Monday, October 5, 2009

Catastrophe

When catastrophe comes...I know what it will look like. It will look like Molly catching the skunk that has taken up residence in the back yard.

Which brings us to last night.

Molly is not a real light sleeper. I'm pretty sure a burglar would get the TV halfway outta the house before little miss Rip Van Winkle finally awoke from her slumber. [But once she did, by god, there would be a LOT of barking.] So when she got up to go out in the middle of the night last night - I thought it was a real potty emergency and NOT just a critter that she was dying to chase.
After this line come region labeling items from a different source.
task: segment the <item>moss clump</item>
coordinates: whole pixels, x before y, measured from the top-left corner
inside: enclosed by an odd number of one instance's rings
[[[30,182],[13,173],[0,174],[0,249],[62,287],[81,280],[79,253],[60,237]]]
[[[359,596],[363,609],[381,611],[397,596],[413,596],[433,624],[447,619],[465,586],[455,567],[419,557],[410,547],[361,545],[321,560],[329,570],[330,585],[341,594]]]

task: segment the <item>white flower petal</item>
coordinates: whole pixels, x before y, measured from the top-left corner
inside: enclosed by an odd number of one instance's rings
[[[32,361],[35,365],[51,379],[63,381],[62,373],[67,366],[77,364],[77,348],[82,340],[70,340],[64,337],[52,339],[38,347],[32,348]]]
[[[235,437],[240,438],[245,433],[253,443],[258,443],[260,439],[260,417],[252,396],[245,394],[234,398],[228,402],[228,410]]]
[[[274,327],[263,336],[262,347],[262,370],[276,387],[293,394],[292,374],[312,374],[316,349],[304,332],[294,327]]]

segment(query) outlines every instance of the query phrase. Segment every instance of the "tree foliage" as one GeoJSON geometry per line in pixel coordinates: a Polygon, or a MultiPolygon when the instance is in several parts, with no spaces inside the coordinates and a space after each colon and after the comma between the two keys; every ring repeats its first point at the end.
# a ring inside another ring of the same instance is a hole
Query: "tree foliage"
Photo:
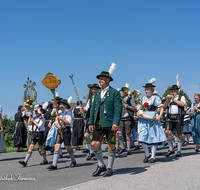
{"type": "Polygon", "coordinates": [[[3,122],[3,134],[5,136],[6,146],[11,146],[15,120],[13,118],[8,118],[7,115],[4,115],[2,117],[2,122],[3,122]]]}
{"type": "MultiPolygon", "coordinates": [[[[162,95],[162,97],[166,97],[167,95],[171,94],[170,88],[171,88],[171,86],[168,86],[167,90],[165,90],[165,93],[162,95]]],[[[191,106],[192,102],[191,102],[189,96],[183,90],[180,90],[179,95],[185,96],[185,99],[188,101],[188,106],[191,106]]]]}

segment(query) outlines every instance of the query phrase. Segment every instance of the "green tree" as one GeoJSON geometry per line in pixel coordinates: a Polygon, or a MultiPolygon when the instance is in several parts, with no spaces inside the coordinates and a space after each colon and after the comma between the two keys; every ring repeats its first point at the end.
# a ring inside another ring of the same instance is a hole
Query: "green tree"
{"type": "MultiPolygon", "coordinates": [[[[170,88],[171,88],[171,86],[168,86],[167,90],[165,90],[165,93],[162,95],[162,97],[166,97],[167,95],[171,94],[170,88]]],[[[180,90],[179,95],[185,96],[185,99],[188,101],[188,106],[191,106],[192,102],[191,102],[189,96],[183,90],[180,90]]]]}
{"type": "Polygon", "coordinates": [[[5,114],[2,118],[2,122],[3,122],[3,133],[5,136],[6,146],[11,146],[15,120],[13,118],[8,118],[7,115],[5,114]]]}

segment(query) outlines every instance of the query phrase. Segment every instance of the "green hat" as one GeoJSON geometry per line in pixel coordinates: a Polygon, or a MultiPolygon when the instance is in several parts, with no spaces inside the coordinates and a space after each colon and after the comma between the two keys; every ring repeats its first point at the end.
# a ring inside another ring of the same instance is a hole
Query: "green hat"
{"type": "Polygon", "coordinates": [[[68,106],[68,109],[71,108],[71,106],[70,106],[69,103],[68,103],[68,100],[66,100],[66,99],[62,99],[62,100],[58,101],[58,104],[60,104],[60,103],[63,103],[63,104],[65,104],[65,105],[67,105],[67,106],[68,106]]]}
{"type": "Polygon", "coordinates": [[[155,85],[153,85],[152,83],[146,83],[145,86],[142,86],[144,88],[148,88],[148,87],[156,87],[155,85]]]}
{"type": "Polygon", "coordinates": [[[175,89],[180,89],[176,84],[172,85],[172,87],[169,90],[175,90],[175,89]]]}
{"type": "Polygon", "coordinates": [[[110,81],[113,81],[113,78],[111,77],[110,73],[107,72],[107,71],[102,71],[102,72],[100,73],[100,75],[97,75],[96,77],[97,77],[98,79],[99,79],[99,77],[107,77],[107,78],[110,79],[110,81]]]}
{"type": "Polygon", "coordinates": [[[92,88],[99,89],[100,88],[100,86],[98,84],[96,84],[96,83],[94,83],[94,84],[88,84],[87,87],[90,88],[90,89],[92,89],[92,88]]]}

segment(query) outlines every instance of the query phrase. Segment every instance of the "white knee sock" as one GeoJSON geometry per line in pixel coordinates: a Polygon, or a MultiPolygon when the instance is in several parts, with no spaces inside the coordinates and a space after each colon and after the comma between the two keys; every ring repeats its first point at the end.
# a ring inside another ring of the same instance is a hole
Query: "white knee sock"
{"type": "Polygon", "coordinates": [[[156,156],[156,145],[151,145],[151,158],[155,159],[156,156]]]}
{"type": "Polygon", "coordinates": [[[147,145],[144,144],[144,143],[141,143],[141,144],[142,144],[142,148],[144,149],[145,155],[146,155],[146,156],[149,156],[149,150],[148,150],[147,145]]]}
{"type": "Polygon", "coordinates": [[[189,143],[190,141],[190,134],[187,134],[187,142],[189,143]]]}

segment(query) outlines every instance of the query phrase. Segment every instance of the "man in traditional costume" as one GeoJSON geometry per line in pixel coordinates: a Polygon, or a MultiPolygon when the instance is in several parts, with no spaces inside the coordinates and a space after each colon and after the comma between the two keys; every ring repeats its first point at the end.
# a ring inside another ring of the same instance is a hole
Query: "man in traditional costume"
{"type": "MultiPolygon", "coordinates": [[[[90,113],[91,113],[91,108],[92,108],[93,101],[94,101],[95,92],[98,89],[100,89],[100,87],[99,87],[98,84],[88,84],[87,86],[88,86],[88,88],[90,88],[92,90],[92,97],[88,99],[86,107],[84,108],[84,111],[86,112],[86,120],[87,120],[86,127],[85,127],[85,135],[84,135],[84,137],[85,137],[85,140],[86,140],[86,147],[89,150],[89,155],[86,158],[86,160],[91,160],[92,158],[94,159],[95,155],[94,155],[93,148],[92,148],[92,145],[91,145],[88,120],[90,118],[90,113]]],[[[83,151],[83,153],[86,153],[86,152],[83,151]]]]}
{"type": "Polygon", "coordinates": [[[74,158],[74,152],[73,149],[70,146],[71,142],[71,123],[72,123],[72,114],[68,110],[71,108],[71,106],[68,103],[68,100],[62,99],[58,101],[60,105],[60,110],[62,111],[59,116],[56,117],[55,126],[58,128],[57,137],[56,137],[56,144],[55,144],[55,150],[54,150],[54,156],[53,156],[53,163],[50,165],[47,169],[49,170],[57,170],[57,162],[60,155],[60,146],[62,142],[64,141],[65,147],[67,149],[67,152],[70,155],[71,158],[71,164],[70,167],[76,166],[76,160],[74,158]],[[63,139],[61,138],[60,130],[62,130],[63,139]]]}
{"type": "Polygon", "coordinates": [[[172,131],[176,129],[177,142],[178,142],[178,152],[176,157],[181,157],[181,149],[183,144],[182,136],[182,125],[184,119],[184,106],[186,100],[184,96],[179,95],[180,87],[178,85],[172,85],[170,88],[171,95],[166,97],[165,103],[163,105],[164,109],[167,108],[166,122],[165,122],[165,134],[167,136],[167,142],[169,145],[169,150],[166,157],[174,154],[173,144],[172,144],[172,131]]]}
{"type": "Polygon", "coordinates": [[[32,137],[31,137],[30,147],[24,161],[19,161],[19,163],[24,167],[27,166],[28,160],[32,155],[32,151],[36,143],[39,144],[39,151],[41,152],[41,156],[43,157],[43,161],[40,163],[40,165],[48,164],[48,161],[46,159],[46,151],[43,148],[43,143],[44,143],[43,131],[45,131],[44,127],[45,119],[42,117],[42,114],[45,113],[45,110],[42,108],[41,105],[36,104],[34,106],[34,111],[36,116],[32,118],[33,112],[31,111],[28,119],[28,125],[32,125],[32,137]]]}
{"type": "Polygon", "coordinates": [[[94,96],[92,111],[89,119],[89,130],[93,132],[92,147],[94,154],[98,160],[98,166],[92,176],[99,176],[104,172],[103,176],[113,175],[113,163],[116,155],[115,137],[118,130],[119,122],[122,114],[122,101],[119,91],[109,86],[111,77],[115,70],[115,63],[112,63],[109,72],[102,71],[96,77],[99,79],[101,89],[97,90],[94,96]],[[103,161],[100,141],[106,135],[108,145],[108,167],[103,161]]]}
{"type": "Polygon", "coordinates": [[[84,126],[85,122],[83,119],[83,115],[81,114],[81,105],[82,101],[77,101],[77,107],[73,109],[72,116],[74,119],[73,122],[73,138],[72,138],[72,145],[76,146],[76,150],[81,150],[80,145],[83,145],[83,133],[84,133],[84,126]]]}
{"type": "MultiPolygon", "coordinates": [[[[121,121],[119,123],[119,128],[117,131],[117,139],[118,143],[121,145],[121,150],[119,150],[118,154],[122,154],[126,151],[124,146],[124,137],[122,132],[125,130],[126,132],[126,142],[127,142],[127,155],[131,155],[131,133],[134,126],[133,123],[133,115],[134,111],[136,111],[135,102],[133,101],[132,97],[128,96],[129,84],[126,83],[125,87],[122,87],[120,90],[121,99],[123,104],[123,111],[121,116],[121,121]]],[[[130,91],[131,92],[131,91],[130,91]]],[[[131,92],[132,93],[132,92],[131,92]]]]}

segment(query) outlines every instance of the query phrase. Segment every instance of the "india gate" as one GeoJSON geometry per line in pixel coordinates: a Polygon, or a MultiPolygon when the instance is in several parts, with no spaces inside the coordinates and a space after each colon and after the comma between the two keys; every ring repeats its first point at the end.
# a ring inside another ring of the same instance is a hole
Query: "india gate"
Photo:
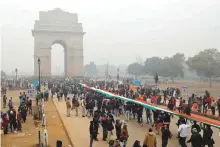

Knowing that skunks like to hang around Rita's all you-can-eat vegetable garden....I thought I better put Magoo on a leash to keep her out of harm's way. Ummmm...just for the record...if a skunk is right outside your patio doors...that leash is not going to do you a damn bit of good. JUST as Molly makes a move for the rustling bushes, my dazed-3-a.m-ass figures out what the @#$% is going on, scoops up my dog and DIVES for the indoors. Omigod - it looked like I was auditioning for the next Bruce Willis movie [Spray Harder?]

Molly...meanwhile...begins running from office to bedroom, attacking the glass French doors in each room, itching for a fight [that she will lose like an overmatched American Idol contestant standing in front of Simon Cowell]. When I finally catch up to her in the bedroom, she is standing face-to-face with Pepe Le Pew, who has clambered onto the back porch and right up to the French doors in order to show us who's boss. Now, I've never seen a real skunk before, much less in the middle of a 3 a.m. wake-up call. So the glass door separating us did nothing to prevent my complete panic. Sounding a lot like Howard Dean after he lost Iowa, my only contribution to the moment is a hysterical-sounding shriek that seems to freeze both of them. "Aiyeeeeeeee!"

Thank god I leave every light in the house on when Rita's not here, because when I finally come to my senses, I have to race Molly to the other end of the house before returning to close what seem like 72 windows to the back yard. Molly immediately runs to the side entry of the house, sticks her head out of the little kitty door and continues her taunting. Jesus christ, Molly - if it were a coyote would you go up and introduce yourself?? Get away from the doors!

I wondered why the neighbors looked at me funny this morning, but it's probably because they heard a door-slammin', dog-barking, girl-shrieking hissy fit coming from the house last night.

Pepe never actually did spray us, but I am pretty sure the outside of Rita's house has one HELL of a malodorous clear coat.

Friday, October 2, 2009

Dead To Me

The Titans have decided to start their season with 3 straight losses, pretty much putting the playoffs out of reach before we even exit September. Seriously - they have to break my heart in the first quarter of the season? So even as my ESPN the Magazine taunts me from the mailbox, I find myself with some unexpected free time for the remaining 13 Sundays of the NFL season.

Here are some ideas on how I can spend this new-found time:
  • Figure out how to get a refund for 13/17th's of DirecTV's NFL Ticket.
  • Try to glom on to English Premier League soccer [they watch it in bars each week - it must have potential. Go Bolton Wanderers?]
  • I hear they have beaches out here.
  • Maybe I should get out and travel a little. 
  • Read Sarah Palin's memoir?  
  • Write catchy little Christmas poems about the farmer's market? [The farmer's market being the alternative Sunday morning ritual. {sigh}]
  • My mother would like to point out that CHURCH is always an option.
  • Spend the day understanding what it must be like to be a Cincinnati Bengals fan.
At least the number of football blog posts will go down.